Radishes are smaller root vegetables so I can plant 16 of them in one square foot. General rule of thumb for the depth is plant seeds about twice it's longest side. I put 2 seeds in each hole just in case one of them doesn't sprout.

Cover dirt over the seeds and water. I know. Captain Obvious over here, but make sure to lightly pack the dirt, so that when you water, the seeds aren't moving around. If it looks like rain in the forecast, then skip the watering, but seeds need to be moist to start sprouting. For the first few weeks, check the soil to make sure it is moist.  Since it's fall you most likely wont have to water everyday because of rainfall.

And this is why I love radishes. Only 5 days and look at these little cuties! In the right conditions, you could be eating radishes in about 25 days.

Looks like all the seeds ended up sprouting. These need to be thinned out so that there is 1 sprout per hole. If you leave them both in there, they wont survive because they will be fighting with each other, just like siblings in the car on a long road trip. Just gently pluck one out.

Fast forward and here you go! These are from my spring garden of this year, with the same seeds. (I didn't want to have a big build without a pay off for ya!)

Mmmm, spicy and crispy.

Now for the snap peas.

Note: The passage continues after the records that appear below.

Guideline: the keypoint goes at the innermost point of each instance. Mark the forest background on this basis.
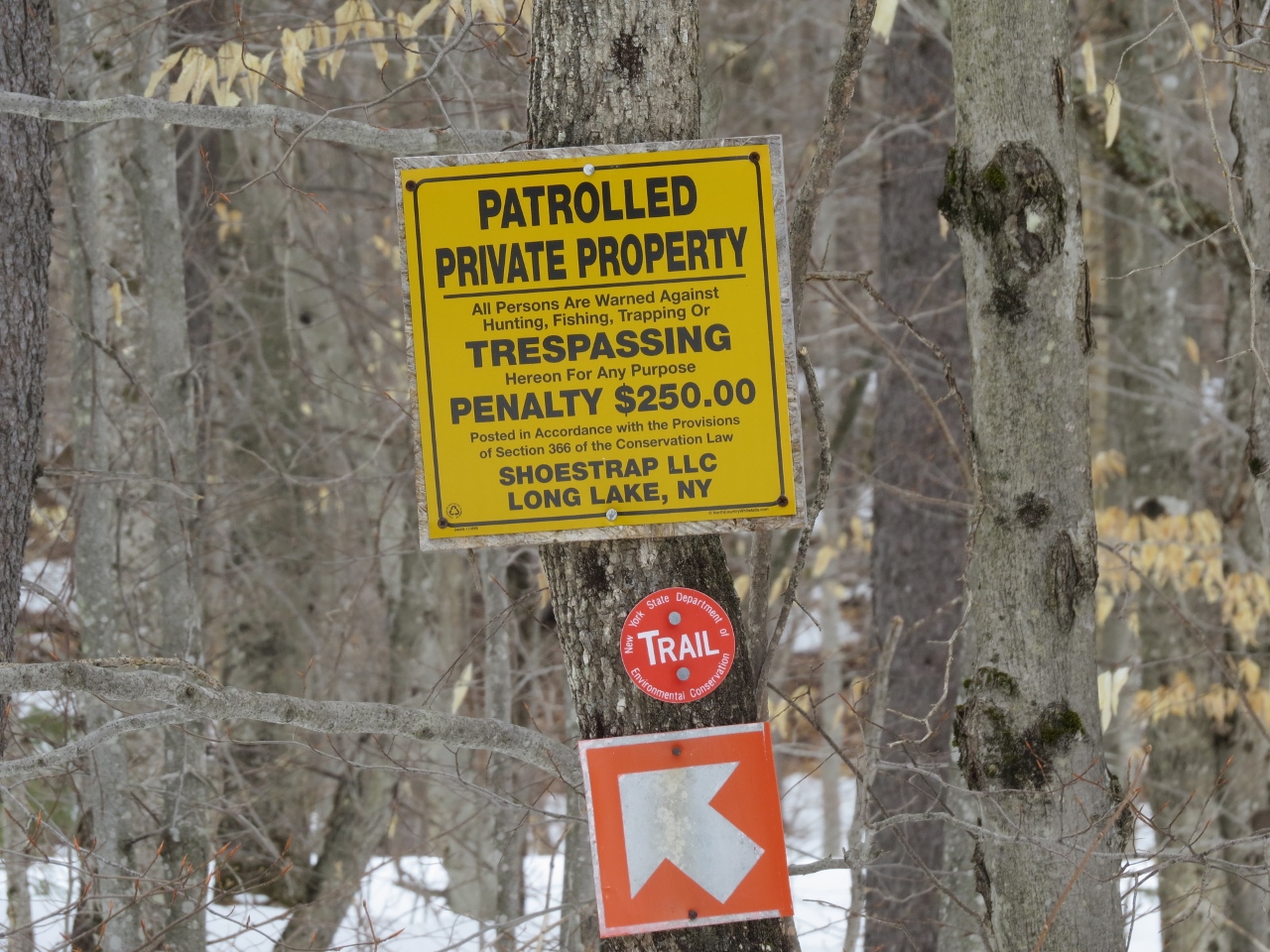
(223, 518)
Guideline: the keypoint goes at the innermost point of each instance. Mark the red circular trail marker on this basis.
(677, 645)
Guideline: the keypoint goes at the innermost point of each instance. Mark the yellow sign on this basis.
(601, 343)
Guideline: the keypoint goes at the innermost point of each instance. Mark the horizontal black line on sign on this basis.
(520, 172)
(592, 287)
(620, 515)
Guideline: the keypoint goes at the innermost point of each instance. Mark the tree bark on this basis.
(613, 71)
(26, 243)
(919, 551)
(90, 166)
(153, 175)
(1029, 733)
(1247, 798)
(423, 615)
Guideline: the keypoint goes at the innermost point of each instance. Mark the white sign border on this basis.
(797, 520)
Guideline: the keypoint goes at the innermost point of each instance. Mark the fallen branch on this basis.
(200, 702)
(262, 118)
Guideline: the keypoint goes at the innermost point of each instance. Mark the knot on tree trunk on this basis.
(1015, 207)
(997, 757)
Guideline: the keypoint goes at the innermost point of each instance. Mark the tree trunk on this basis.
(90, 164)
(17, 862)
(507, 821)
(1029, 733)
(612, 71)
(1155, 426)
(919, 551)
(26, 243)
(1247, 798)
(153, 176)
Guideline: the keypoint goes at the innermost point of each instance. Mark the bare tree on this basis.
(1029, 735)
(919, 544)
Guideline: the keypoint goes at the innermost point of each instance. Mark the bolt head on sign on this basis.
(686, 829)
(679, 645)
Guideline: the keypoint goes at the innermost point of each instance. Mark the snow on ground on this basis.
(400, 910)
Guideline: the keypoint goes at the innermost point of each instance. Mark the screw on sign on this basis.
(677, 645)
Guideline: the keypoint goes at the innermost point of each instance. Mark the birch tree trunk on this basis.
(919, 551)
(151, 172)
(1247, 798)
(507, 826)
(94, 188)
(1029, 733)
(613, 71)
(26, 241)
(1153, 425)
(17, 862)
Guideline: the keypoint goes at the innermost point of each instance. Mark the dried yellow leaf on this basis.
(294, 46)
(190, 70)
(1111, 94)
(884, 18)
(779, 585)
(116, 293)
(461, 687)
(452, 14)
(164, 68)
(255, 70)
(1091, 73)
(229, 64)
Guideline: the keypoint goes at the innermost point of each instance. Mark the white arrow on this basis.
(667, 815)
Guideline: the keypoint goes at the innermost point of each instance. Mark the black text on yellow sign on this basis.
(599, 341)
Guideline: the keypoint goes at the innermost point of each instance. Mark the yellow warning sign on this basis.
(601, 341)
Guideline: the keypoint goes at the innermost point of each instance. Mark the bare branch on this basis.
(262, 118)
(199, 702)
(828, 146)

It's the same deal with the radishes, except you will do 9 per square foot.

These are what the sprouts will turn into. Also from my spring garden this year.

Ta da! Your lovely seeds will turn into this in about 2 months.

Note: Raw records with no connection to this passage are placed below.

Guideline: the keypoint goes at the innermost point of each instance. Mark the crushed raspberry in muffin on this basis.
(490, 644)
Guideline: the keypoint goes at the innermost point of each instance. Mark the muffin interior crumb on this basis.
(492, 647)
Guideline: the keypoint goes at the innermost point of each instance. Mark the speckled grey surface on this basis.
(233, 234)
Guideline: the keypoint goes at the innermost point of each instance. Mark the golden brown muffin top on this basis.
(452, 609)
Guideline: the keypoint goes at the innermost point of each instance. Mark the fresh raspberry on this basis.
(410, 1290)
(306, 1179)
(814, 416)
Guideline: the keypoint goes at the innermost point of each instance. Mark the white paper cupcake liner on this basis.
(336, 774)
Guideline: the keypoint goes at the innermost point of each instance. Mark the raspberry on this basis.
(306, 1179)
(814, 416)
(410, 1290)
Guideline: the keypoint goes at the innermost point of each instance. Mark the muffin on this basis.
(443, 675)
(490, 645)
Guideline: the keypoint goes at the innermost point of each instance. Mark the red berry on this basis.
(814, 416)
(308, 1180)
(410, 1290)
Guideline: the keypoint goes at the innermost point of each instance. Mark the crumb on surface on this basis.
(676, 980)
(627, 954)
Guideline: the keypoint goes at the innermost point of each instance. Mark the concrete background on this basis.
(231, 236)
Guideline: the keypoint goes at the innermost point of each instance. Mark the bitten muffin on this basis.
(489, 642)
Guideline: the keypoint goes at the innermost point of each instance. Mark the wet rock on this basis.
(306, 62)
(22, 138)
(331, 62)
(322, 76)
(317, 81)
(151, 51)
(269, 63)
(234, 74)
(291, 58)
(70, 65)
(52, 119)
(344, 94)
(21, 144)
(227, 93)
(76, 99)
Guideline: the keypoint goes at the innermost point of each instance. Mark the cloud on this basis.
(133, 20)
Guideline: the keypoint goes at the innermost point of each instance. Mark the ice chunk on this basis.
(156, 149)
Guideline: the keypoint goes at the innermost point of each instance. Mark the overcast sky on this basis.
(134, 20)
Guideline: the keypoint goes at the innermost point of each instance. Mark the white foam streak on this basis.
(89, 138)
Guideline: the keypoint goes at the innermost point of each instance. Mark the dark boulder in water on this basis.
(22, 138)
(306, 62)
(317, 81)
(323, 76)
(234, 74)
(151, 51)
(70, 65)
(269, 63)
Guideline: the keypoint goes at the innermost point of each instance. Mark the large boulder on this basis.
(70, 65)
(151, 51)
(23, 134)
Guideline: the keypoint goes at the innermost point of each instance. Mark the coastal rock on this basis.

Snap peas are vines, so you'll want to make sure you put something next to them that they can climb. If your trellis isn't tall enough, gently guide them back down.

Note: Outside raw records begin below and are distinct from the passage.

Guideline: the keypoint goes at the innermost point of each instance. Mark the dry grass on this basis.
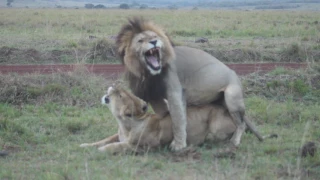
(42, 134)
(259, 35)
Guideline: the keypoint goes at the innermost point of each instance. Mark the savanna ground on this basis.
(44, 118)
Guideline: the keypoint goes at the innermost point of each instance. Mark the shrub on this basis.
(89, 6)
(124, 6)
(99, 6)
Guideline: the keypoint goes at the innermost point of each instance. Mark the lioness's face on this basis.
(123, 104)
(148, 47)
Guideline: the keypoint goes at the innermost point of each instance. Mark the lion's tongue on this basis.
(153, 61)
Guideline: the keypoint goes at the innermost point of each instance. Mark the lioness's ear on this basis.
(166, 102)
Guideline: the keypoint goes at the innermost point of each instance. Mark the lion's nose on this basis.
(153, 42)
(144, 107)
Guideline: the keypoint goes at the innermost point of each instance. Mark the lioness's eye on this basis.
(128, 115)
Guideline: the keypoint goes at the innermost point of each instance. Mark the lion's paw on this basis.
(102, 148)
(177, 146)
(85, 145)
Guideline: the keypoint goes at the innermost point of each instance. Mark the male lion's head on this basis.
(144, 47)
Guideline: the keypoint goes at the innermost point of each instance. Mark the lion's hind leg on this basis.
(235, 104)
(116, 148)
(108, 140)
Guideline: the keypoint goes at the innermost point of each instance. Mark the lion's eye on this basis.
(128, 115)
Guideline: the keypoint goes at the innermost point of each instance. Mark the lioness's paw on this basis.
(177, 146)
(85, 145)
(102, 148)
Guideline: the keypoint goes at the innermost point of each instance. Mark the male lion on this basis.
(140, 131)
(157, 70)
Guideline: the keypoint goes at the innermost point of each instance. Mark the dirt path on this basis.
(117, 69)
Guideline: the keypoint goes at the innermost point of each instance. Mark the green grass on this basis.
(62, 35)
(46, 140)
(43, 137)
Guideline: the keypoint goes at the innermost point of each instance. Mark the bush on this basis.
(99, 6)
(89, 6)
(124, 6)
(144, 6)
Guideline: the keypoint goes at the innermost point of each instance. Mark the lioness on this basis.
(157, 70)
(140, 130)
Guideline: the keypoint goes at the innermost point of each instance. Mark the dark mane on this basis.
(152, 88)
(134, 26)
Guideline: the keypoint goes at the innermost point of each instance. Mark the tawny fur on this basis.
(140, 131)
(187, 77)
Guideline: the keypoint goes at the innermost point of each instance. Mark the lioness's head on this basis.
(144, 47)
(123, 104)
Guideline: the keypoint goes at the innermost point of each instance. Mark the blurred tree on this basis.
(9, 3)
(124, 6)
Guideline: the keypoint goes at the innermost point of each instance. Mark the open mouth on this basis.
(105, 99)
(153, 58)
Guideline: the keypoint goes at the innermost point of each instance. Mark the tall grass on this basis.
(66, 24)
(43, 137)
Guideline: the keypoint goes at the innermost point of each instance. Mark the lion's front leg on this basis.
(116, 148)
(108, 140)
(177, 109)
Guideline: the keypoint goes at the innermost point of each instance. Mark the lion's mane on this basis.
(142, 83)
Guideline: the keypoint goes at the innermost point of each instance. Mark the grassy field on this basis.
(80, 35)
(44, 119)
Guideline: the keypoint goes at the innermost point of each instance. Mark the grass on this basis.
(43, 137)
(63, 35)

Now it's time for the Swiss Chard! This is a plant that really benefits from the cold snaps. If you grow these in the summer, they can easily get a little bitter. These are bigger plants, so you only need 4 to a square foot.

What a sight of beauty. The color just pops like a jewel, especially when it can be drab this time of year. The lovely color is a good sign that this is nutritious too, so eat up!

Supplies
Radish, Sugar Snap Peas and Swiss Chard Seeds
Dirt
Compost
Water
 

Steps
1. Find out when the seeds should be planted in your area. In the Northwest, Aug - Sept is perfect to start your fall garden. 

2. Using the Square Foot Gardening method, figure out how many seeds to plant per square foot. 

3. Add compost to the soil that you'll be planting in, to get some nutrients back in that the summer garden used. 

4. Plant seeds about twice it's longest side to get the right depth. 

5.Cover plants and water until soaked. 

Tips

- If you have extra seeds, save them! You can store seeds, even after the sell by date. Keep them in a dry and cool place. Yes, next to your Merlot would be perfect!